The mainstay of therapy for patients with Alzheimer disease (AD) is the use of centrally acting cholinesterase inhibitors to attempt to compensate for the depletion of acetylcholine (ACh) in the cerebral cortex and hippocampus. A partial N -methyl-D-aspartate (NMDA) antagonist is approved for treatment of moderate and severe AD. Various medications are used for treatment of secondary symptoms of AD, including antidepressants, anti-anxiety agents, and antipsychotic agents.
Cholinesterase inhibitors (ChEIs) are used to palliate cholinergic deficiency. All 4 currently approved ChEIs (ie, tacrine, donepezil, rivastigmine, galantamine) inhibit acetylcholinesterase (AChE) at the synapse (specific cholinesterase). Tacrine was the first agent that was approved for AD, but because of its potential to cause hepatotoxicity, it is now rarely used.
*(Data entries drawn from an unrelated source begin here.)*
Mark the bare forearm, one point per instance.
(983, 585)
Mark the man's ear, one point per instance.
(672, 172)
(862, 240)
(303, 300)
Tacrine and rivastigmine also inhibit butyrylcholinesterase (BuChE). Although BuChE levels may be increased in AD, it is not clear that rivastigmine and tacrine have greater clinical efficacy than donepezil and galantamine.
Galantamine has a different second mechanism of action; it is also a presynaptic nicotinic modulator. No data exist to indicate that this second mechanism is of clinical importance.
Rivastigmine is indicated for the treatment of mild to moderate dementia of the Alzheimer type. Initial dosing recommendations are 1.5 mg given twice daily, with a maximum dose of 12 mg/day. Rivastigmine is a potent, selective inhibitor of brain AChE and BChE. Rivastigmine is considered a pseudo-irreversible inhibitor of AChE.
While the precise mechanism of rivastigmine’s action is unknown, it is postulated to exert its therapeutic effect by enhancing cholinergic function. This is accomplished by increasing the concentration of acetylcholine through reversible inhibition of its hydrolysis by cholinesterase.
Galantamine is indicated for the treatment of mild to moderate dementia of the Alzheimer type. It enhances central cholinergic function and likely inhibits AChE. There is no evidence that galantamine alters the course of the underlying dementing process. The dosing recommendation for the immediate-release formulation is 4 mg twice daily. The extended-release formulation is given at a dose of 8 mg once daily. The maintenance dose after dose titration is 16-24 mg/day.
The only drug in the N -methyl-D-aspartate (NMDA) antagonist class that is approved by the US Food and Drug Administration is memantine. This agent may be used alone or in combination with AChE inhibitors.
Namenda is approved for the treatment of moderate to severe dementia in patients with AD. The initial dose for the immediate-release formulation is 5 mg once daily, and it can be titrated to a maximum dose of 20 mg/day. The initial dose for the extended-release formulation is 7 mg once daily, and it can be titrated to a maximum dose of 28 mg/day.
Medical foods are dietary supplements intended to compensate specific nutritional problems caused by a disease or condition. Caprylidene is a prescription medical food that is metabolized into ketone bodies. The brain can use these ketone bodies for energy when its ability to process glucose is impaired, which brain-imaging scans suggest is the case in AD.
Caprylidene is indicated for clinical dietary management of metabolic processes associated with mild to moderate AD. General dosing recommendations include administering 40 g/day (1 packet of caprylidene powder, containing 20 g of medium-chain triglycerides) during breakfast.
Radioactive diagnostic agent for use with PET brain imaging. Binds to beta-amyloid neuritic plaques and the F 18 isotope produces a positron signal that is detected by a PET scanner.